Third-year student Lydia Flock, a drama major, said she has been performing “for a really long time,” but when she rehearsed her solo in front of Boublil and Schönberg for the first time, she had not been that nervous since her stage debut..
Sharing Their Experience
“I never thought I’d get an opportunity like this, but I got to ask them about how they work with young actors and asked them for advice,” Flock said. “I transferred to UVA, and I guess I’m not sure if I want to commit to life in the arts, because it’s so scary. But now that I’m here and doing more theater, I’m just taking it day by day. I love it so much that I don’t know if I could give it up.”
The free Old Cabell Hall concert introduced a wide-ranging public conversation, moderated that evening by Professor Emeritus Marva Barnett. A second public event, including a question-and-answer session moderated by Kelly, took place Feb. 24 at the Ruth Caplin Theatre.
Barnett, the editor of “Victor Hugo on Things That Matter,” a reader that highlights Hugo’s ideas and their contemporary relevance, said Boublil and Schönberg appreciated the enthusiasm and curiosity displayed by undergraduate and MFA students in last week’s workshops.

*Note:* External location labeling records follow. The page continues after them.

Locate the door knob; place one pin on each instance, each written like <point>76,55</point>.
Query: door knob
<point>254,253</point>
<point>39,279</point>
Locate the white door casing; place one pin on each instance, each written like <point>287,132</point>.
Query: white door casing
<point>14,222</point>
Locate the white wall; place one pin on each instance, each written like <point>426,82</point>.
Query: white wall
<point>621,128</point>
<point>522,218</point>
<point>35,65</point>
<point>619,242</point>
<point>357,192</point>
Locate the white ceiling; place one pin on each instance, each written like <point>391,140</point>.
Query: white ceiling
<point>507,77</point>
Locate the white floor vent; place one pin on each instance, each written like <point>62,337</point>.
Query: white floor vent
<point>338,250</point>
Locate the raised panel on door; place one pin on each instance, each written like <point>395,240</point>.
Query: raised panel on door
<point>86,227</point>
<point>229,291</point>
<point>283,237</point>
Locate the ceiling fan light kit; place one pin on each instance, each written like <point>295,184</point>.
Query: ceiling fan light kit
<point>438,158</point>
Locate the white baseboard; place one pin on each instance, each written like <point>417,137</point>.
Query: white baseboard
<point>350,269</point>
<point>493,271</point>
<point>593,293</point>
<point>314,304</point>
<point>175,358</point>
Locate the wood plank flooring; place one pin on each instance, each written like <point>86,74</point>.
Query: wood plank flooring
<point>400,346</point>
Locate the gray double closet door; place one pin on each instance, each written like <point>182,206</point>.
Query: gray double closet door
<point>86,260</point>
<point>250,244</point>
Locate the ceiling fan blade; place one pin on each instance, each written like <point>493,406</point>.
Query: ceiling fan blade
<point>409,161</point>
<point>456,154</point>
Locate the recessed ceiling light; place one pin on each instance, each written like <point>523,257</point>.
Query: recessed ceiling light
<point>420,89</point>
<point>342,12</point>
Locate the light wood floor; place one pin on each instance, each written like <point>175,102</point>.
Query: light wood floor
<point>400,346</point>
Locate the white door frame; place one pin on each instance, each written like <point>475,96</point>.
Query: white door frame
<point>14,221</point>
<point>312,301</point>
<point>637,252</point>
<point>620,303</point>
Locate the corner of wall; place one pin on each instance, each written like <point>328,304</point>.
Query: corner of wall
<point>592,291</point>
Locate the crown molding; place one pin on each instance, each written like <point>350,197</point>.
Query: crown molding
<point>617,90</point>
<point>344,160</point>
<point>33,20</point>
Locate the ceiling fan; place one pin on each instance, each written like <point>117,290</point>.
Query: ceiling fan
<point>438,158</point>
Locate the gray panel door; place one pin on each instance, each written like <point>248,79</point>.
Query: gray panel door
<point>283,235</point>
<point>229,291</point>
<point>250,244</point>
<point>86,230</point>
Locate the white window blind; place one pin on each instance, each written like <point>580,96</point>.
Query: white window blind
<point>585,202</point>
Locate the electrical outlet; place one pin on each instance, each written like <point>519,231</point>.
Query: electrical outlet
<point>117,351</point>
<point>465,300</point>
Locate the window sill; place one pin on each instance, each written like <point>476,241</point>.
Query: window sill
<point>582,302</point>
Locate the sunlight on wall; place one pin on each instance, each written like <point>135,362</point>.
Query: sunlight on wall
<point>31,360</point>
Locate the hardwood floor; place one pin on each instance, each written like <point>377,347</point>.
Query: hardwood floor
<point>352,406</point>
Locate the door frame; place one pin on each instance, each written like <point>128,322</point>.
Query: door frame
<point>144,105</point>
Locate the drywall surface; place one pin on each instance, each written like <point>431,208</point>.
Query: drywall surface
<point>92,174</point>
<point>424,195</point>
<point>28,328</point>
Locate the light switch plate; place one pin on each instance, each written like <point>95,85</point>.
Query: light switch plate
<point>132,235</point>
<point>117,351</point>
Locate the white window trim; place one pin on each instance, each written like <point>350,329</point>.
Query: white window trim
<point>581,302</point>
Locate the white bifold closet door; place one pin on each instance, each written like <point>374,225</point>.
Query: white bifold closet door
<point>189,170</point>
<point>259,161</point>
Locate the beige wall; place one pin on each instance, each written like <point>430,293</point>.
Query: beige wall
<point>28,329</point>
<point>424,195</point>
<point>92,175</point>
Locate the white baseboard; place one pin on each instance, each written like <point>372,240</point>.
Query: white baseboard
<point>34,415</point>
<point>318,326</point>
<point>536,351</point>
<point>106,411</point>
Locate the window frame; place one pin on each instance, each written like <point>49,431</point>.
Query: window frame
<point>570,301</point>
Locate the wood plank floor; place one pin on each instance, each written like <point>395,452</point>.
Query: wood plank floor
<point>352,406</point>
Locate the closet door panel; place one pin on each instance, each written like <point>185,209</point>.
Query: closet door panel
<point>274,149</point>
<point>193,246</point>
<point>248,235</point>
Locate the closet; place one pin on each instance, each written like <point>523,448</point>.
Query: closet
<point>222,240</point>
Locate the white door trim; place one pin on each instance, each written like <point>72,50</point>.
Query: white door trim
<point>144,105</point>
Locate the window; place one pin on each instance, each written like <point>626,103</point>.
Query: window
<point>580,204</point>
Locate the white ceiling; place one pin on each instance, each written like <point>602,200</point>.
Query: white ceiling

“Claude-Michel and Alain were struck, they said, by the passion for the arts they found among UVA students, faculty and community members,” Barnett said “I was impressed with our students’ knowledge and focus in conversations ranging from the nitty-gritty of Victor Hugo’s ‘Les Misérables’ to musical theater issues to the fine points of vocal training.”
In a workshop last week with graduate students in the Department of Drama’s MFA Professional Training Program, Boublil and Schönberg talked about their early struggles to get their musical vision of Victor Hugo’s classic novel about the French Revolution off the ground.
If you can’t cope with the fact that it’s going to be difficult to live on your own creation, they told them, then don’t take the leap. Art is an all-consuming enterprise that cannot afford the creators’ doubts, they advised.
“If you have the will to do what you have to do, you must be like a plow horse in the field that works, and it doesn’t matter what’s ahead of it on the right or the left,” Schönberg said. “You keep going, you do what you have to do to stay on the right track. Otherwise, don’t even start it. And when you are creating something, at the very moment if you don’t think you are writing Beethoven’s Symphony No. 9, don’t start to do it. … At every moment, you must try to be at the best, at the top of your art.”
Kevin Minor, a graduate acting student, said that message was inspirational.
“It’s something where you get to meet your heroes, in a sense, and you get to learn about their story and where they came from,” he said. “We get to see them at this really high place, but we also get to talk to them about how they began at the bottom, which essentially is where a lot of us are in learning about the process of building ourselves and building our craft to hopefully reach that place one day. It’s mind-blowing almost.”
Minor’s classmate, Priyanka Shetty, called it surreal to be seated in the same room with Boublil and Schönberg only a few years after watching the movie version of “Les Misérables” in India. She took Schönberg’s words to heart about the amount of diligence and faith in one’s work that an artist must maintain.
“That resonated so much with me, because the only way anything, any true art can come of this is if you give it everything you’ve got, like 100 percent,” said Shetty, a first-year MFA acting student. “That only reinforced that belief for me. Now I do know that any project that I want to take up what kind of effort should go into it and what kind of faith I need to have in myself as an artist, as a creator.”